Information Studies 277 -- Information Retrieval Systems: User-Centered Designs

Phil Agre
Office: 229 GSE&IS Building
Phone: (310) 825-7154

Fall 2007
Wednesdays from 9am to 12:30pm, GSE&IS room 245


This is a course on the semantic web, an important new document-centered computing technology in which web pages and other online resources are provided with metadata that can be automatically processed by computers.

The course prerequisites are IS 245 (Information Access) and IS 260 (Information Structures). The course complements several other courses in the program, including IS 240 (Management of Digital Records), IS 270 (Introduction to Information Technology), IS 272 (Human/Computer Interaction), IS 274 (Database Management Systems), IS 276 (Information Retrieval Systems: Structures and Algorithms), and IS 464 (Metadata).
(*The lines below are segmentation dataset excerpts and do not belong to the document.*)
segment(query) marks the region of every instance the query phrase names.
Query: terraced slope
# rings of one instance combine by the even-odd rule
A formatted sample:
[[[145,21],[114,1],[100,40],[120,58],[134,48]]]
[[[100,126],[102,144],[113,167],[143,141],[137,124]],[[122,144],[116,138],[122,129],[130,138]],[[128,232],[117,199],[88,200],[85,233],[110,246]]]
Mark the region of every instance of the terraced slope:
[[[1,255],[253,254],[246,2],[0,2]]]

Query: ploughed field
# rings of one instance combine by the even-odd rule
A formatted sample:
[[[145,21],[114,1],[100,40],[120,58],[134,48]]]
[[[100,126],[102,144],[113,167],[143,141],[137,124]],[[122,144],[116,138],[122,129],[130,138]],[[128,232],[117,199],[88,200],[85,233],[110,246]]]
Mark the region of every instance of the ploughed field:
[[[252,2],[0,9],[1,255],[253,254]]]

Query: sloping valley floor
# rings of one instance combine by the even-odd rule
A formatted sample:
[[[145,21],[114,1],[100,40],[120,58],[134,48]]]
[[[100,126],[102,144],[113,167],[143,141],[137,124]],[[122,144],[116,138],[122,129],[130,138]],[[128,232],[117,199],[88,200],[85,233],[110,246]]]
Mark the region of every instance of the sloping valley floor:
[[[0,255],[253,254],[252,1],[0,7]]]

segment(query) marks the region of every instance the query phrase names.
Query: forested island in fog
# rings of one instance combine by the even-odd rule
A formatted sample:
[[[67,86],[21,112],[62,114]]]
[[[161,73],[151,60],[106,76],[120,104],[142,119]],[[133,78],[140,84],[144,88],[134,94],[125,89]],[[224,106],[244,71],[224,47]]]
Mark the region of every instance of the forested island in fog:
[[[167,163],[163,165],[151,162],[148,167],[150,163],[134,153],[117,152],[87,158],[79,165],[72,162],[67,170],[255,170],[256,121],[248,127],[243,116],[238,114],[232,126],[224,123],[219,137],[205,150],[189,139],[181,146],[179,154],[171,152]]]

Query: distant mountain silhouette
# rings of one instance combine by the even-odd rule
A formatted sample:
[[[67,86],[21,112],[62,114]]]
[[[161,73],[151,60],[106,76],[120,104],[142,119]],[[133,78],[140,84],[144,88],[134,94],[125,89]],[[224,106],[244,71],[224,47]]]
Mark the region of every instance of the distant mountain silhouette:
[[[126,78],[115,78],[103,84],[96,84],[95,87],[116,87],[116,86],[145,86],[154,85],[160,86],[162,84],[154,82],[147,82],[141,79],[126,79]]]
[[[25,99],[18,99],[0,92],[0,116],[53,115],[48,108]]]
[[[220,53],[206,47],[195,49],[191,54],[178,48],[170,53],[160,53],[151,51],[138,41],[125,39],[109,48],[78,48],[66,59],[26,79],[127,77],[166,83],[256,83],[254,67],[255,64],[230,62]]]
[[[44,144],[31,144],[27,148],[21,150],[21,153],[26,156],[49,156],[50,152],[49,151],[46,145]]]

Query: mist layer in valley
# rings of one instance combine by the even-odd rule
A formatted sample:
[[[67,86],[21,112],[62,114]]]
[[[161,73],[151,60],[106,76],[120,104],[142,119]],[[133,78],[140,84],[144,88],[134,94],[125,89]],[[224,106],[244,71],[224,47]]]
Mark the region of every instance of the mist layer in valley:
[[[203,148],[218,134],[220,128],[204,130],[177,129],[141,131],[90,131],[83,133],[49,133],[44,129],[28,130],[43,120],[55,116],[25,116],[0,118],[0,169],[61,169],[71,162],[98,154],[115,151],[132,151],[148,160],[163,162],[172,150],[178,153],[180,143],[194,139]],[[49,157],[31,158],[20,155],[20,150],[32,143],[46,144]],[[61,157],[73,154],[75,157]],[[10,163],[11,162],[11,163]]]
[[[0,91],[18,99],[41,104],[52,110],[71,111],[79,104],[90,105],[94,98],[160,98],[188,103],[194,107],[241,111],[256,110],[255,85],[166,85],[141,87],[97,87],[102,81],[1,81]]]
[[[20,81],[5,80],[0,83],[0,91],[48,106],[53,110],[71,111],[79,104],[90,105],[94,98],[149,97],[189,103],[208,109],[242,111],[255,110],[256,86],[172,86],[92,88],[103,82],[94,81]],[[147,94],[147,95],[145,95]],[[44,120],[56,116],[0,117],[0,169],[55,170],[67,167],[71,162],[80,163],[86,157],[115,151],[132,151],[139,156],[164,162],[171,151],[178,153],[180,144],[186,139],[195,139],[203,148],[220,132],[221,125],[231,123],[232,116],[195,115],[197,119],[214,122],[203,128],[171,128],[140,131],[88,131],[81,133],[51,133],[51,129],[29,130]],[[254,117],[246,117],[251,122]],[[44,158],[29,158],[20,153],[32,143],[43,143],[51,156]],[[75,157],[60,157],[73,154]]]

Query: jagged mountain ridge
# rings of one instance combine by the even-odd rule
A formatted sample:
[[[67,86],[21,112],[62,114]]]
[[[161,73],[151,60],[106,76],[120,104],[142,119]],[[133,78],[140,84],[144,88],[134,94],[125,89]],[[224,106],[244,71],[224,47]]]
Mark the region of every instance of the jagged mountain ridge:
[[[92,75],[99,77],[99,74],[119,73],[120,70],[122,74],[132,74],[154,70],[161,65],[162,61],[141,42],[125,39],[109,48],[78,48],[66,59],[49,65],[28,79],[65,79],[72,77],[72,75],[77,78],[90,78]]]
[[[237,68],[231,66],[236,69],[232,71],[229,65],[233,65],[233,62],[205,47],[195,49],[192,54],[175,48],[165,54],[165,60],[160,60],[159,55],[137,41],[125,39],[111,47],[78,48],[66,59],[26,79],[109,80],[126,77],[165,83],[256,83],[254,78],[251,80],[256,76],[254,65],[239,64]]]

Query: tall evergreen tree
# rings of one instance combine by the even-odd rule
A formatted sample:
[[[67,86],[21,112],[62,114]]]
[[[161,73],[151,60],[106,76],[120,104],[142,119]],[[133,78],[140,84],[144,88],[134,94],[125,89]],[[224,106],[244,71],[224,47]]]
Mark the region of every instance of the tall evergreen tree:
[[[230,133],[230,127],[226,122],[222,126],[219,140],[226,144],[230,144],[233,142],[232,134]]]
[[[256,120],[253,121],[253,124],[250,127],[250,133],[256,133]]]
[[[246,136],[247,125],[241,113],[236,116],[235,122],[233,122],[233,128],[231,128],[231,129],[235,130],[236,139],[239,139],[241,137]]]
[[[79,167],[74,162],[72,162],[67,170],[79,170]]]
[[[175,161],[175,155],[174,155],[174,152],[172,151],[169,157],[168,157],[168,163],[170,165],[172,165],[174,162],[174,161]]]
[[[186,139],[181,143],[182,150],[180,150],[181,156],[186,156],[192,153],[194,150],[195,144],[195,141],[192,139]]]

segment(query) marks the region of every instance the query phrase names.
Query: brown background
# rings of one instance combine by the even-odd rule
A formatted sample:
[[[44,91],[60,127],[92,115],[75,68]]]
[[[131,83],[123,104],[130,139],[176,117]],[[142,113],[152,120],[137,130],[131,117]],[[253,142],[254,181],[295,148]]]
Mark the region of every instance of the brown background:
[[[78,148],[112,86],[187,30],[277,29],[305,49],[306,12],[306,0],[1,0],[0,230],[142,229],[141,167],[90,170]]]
The main idea of the semantic web is machine-readable ontology standards. An "ontology" is a theory of the categories of things that comprise a given domain. Familiar examples of ontologies include taxonomies and controlled vocabularies. Every computer system uses an ontology. Computer systems that are built independently of one another, however, often cannot interoperate because they use different ontologies. Now that computer systems are heavily networked, numerous user groups have begun standardizing their ontologies. The semantic web consists of mechanisms for "marking up" ontologies and then processing them.

There are roughly four kinds of ontologies: document ontologies (e.g., the chapters of a book or the footnotes of a paper), metadata ontologies (e.g., the format of a file or the copyright status of a document), domain ontologies (e.g., the components of an automobile or the entries of a schedule), and service ontologies (e.g., the inputs of a software module, the steps of a transaction, or the formats of messages that are passed back and forth between a client and server). Because its topic is information retrieval and not web services generally, this course is mainly about document and metadata ontologies. In practice, however, document and metadata ontologies often include elements of domain ontologies, and many services use documents and metadata. For completeness, therefore, weeks 9 and 10 respectively will be on domain and service ontologies.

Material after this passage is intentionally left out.